Está certo o presidente Luiz Inácio Lula da Silva quando tenta imprimir um caráter plebiscitário às eleições do próximo ano. Bem avaliado em todas as pesquisas de opinião, com mais de 80% de aprovação popular, o presidente sabe que só conseguirá eleger o sucessor – no caso, a atual ministra-chefe da Casa Civil, Dilma Rousseff – se o eleitor associar a imagem da candidata à boa avaliação de seu governo. Dilma terá que ser vista, pelo cidadão/eleitor, como a garantia de continuidade da atual administração.
Apenas para citar um exemplo, as mais de 12 milhões de famílias beneficiadas hoje pelo Bolsa Família, em todo o país, terão que ver em Dilma a certeza de continuidade do programa. Mesmo que o principal candidato dos partidos de oposição, PSDB e DEM, anuncie a intenção de manter as ações assistenciais de inclusão social, o eleitor terá que identificar a candidata do PT como a candidata mais legítima e credenciada para representá-las. Afinal, ela levará a chancela não apenas do PT e seus aliados, mas também de Lula, um político carismático e fora de série.
Torna-se compreensível, portanto, o esforço do presidente para evitar o surgimento de outras candidaturas no espectro das forças políticas que apóiam o governo. Em recente reunião com os líderes do PSB, o Partido Socialista Brasileiro, Lula deixou claro que prefere ver Ciro Gomes como candidato ao governo de São Paulo. Em São Paulo, ao confrontar-se com os tucanos em seu principal reduto eleitoral, Ciro prestaria um serviço mais relevante aos “aliados” do que como candidato à Presidência da República, condição em que poderia tirar votos da candidata Dilma no primeiro turno das eleições.
Por mais que os líderes do PSB argumentem, afirmando que a candidatura própria do partido será importante para evitar uma decisão já no primeiro turno, muito provavelmente em favor do candidato da oposição (o governador de São Paulo, José Serra, aparece como favorito em todas as pesquisas), o presidente da República não se convence. Ele insiste em produzir um quadro polarizado de disputa, já no primeiro turno das eleições, para que o eleitor seja levado a optar, de imediato, entre a continuidade representada por Dilma Rousseff e as mudanças simbolizadas pelo candidato da oposição, seja ele José Serra ou Aécio Neves.
Em outras palavras, o presidente Lula está disposto a pagar para ver. Sua autoestima anda em alta e não poderia ser diferente: ele vem de duas vitórias expressivas em eleições presidenciais e obtém índices de aceitação popular sem precedentes. No exercício do mandato, sobreviveu a sucessivas crises políticas que sacrificaram a carreira de correligionários importantes, como os ex-ministros Antonio Palocci e José Dirceu.
Agora mesmo, a crise que acomete o Senado e um de seus principais aliados no Congresso, o senador José Sarney, nem ao menos ameaça arranhar a imagem do chefe de estado e de governo. O cidadão-eleitor, acometido por uma espécie de “empatia aguda”, parece dissociar a imagem de Lula de tudo que possa acontecer de ruim às instituições e ao país. Ele é colocado num patamar superior, acima do bem e do mal. Sua liderança é incontestável.

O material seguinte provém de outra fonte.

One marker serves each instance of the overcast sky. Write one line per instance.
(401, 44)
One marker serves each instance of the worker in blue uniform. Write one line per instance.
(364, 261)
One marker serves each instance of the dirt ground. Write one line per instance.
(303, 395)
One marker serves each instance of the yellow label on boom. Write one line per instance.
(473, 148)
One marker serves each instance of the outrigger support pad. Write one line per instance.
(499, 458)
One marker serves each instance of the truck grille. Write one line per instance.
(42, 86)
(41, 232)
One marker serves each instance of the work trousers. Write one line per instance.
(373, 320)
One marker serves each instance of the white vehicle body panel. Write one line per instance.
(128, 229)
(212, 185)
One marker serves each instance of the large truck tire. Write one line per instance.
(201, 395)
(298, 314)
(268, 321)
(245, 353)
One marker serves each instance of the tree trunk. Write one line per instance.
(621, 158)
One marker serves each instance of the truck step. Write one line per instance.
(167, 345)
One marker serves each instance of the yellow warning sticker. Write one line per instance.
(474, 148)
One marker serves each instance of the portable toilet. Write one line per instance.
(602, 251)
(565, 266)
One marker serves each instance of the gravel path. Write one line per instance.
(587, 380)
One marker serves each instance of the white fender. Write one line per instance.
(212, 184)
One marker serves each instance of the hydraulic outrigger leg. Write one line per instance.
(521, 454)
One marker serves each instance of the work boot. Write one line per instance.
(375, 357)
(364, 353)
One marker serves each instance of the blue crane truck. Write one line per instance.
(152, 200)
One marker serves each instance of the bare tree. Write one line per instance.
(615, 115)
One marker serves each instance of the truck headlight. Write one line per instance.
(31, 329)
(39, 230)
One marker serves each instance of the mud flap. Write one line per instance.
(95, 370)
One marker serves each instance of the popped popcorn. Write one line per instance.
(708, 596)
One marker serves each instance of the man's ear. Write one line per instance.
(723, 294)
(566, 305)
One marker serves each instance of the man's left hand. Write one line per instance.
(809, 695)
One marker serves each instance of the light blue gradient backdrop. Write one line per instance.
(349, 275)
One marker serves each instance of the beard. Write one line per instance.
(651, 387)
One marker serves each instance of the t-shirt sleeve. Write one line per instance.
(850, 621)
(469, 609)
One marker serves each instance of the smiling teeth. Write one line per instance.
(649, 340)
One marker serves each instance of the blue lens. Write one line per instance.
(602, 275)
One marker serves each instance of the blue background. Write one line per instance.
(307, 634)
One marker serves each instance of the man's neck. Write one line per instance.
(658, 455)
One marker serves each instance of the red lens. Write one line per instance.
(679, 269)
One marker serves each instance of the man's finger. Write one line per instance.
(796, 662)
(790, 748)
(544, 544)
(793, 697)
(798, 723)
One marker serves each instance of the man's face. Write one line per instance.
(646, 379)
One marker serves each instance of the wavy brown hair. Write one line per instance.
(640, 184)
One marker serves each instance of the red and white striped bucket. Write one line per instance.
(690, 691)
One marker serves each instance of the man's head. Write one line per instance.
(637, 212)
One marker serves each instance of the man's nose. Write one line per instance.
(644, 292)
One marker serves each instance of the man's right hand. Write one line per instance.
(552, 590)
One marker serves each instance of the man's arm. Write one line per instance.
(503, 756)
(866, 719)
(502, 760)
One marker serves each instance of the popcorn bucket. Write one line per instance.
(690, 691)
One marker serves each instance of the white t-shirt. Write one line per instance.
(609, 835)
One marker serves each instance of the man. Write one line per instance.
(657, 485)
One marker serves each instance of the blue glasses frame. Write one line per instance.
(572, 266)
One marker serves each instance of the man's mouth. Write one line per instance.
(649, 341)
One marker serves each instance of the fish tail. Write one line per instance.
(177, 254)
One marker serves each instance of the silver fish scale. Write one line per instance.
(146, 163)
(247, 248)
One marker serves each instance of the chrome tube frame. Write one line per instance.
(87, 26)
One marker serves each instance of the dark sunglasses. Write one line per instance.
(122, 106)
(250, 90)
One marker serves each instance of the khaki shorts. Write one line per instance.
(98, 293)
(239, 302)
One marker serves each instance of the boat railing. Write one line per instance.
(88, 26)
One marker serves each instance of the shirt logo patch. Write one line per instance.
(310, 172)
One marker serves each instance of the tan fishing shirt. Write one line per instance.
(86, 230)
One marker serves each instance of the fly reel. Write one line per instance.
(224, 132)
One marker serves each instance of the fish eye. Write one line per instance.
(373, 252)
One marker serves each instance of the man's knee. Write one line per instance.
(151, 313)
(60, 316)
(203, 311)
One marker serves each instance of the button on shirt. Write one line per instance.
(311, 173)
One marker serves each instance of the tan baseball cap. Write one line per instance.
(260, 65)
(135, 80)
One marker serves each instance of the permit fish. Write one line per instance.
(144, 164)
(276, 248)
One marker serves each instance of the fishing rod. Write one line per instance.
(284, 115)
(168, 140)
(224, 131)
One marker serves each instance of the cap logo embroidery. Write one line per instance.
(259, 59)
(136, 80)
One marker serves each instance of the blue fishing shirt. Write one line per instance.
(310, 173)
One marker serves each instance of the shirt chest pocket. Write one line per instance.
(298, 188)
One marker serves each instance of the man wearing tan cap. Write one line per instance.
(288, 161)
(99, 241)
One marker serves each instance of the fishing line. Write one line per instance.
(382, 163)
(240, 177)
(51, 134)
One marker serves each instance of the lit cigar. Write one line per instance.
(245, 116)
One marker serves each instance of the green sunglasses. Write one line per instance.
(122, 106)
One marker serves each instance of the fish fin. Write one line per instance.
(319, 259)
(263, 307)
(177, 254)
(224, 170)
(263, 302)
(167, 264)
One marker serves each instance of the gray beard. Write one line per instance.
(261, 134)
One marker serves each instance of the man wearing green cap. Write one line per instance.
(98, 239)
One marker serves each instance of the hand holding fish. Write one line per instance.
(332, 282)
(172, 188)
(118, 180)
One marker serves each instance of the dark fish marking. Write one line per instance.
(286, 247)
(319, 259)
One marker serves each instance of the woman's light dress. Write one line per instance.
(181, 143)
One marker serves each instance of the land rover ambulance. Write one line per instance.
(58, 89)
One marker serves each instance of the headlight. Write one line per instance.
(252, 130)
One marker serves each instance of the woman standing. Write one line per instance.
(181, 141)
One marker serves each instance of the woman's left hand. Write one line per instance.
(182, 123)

A pergunta que se faz é: conseguirá o presidente criar o cenário que deseja, na campanha do próximo ano, para forjar um plebiscito em que os eleitores terão de optar entre a continuidade e o fim de seu governo? Pode parece fácil, mas não é. Em política, não se pode relevar a importância do imponderável, do fato novo capaz de criar novos cenários e expectativas.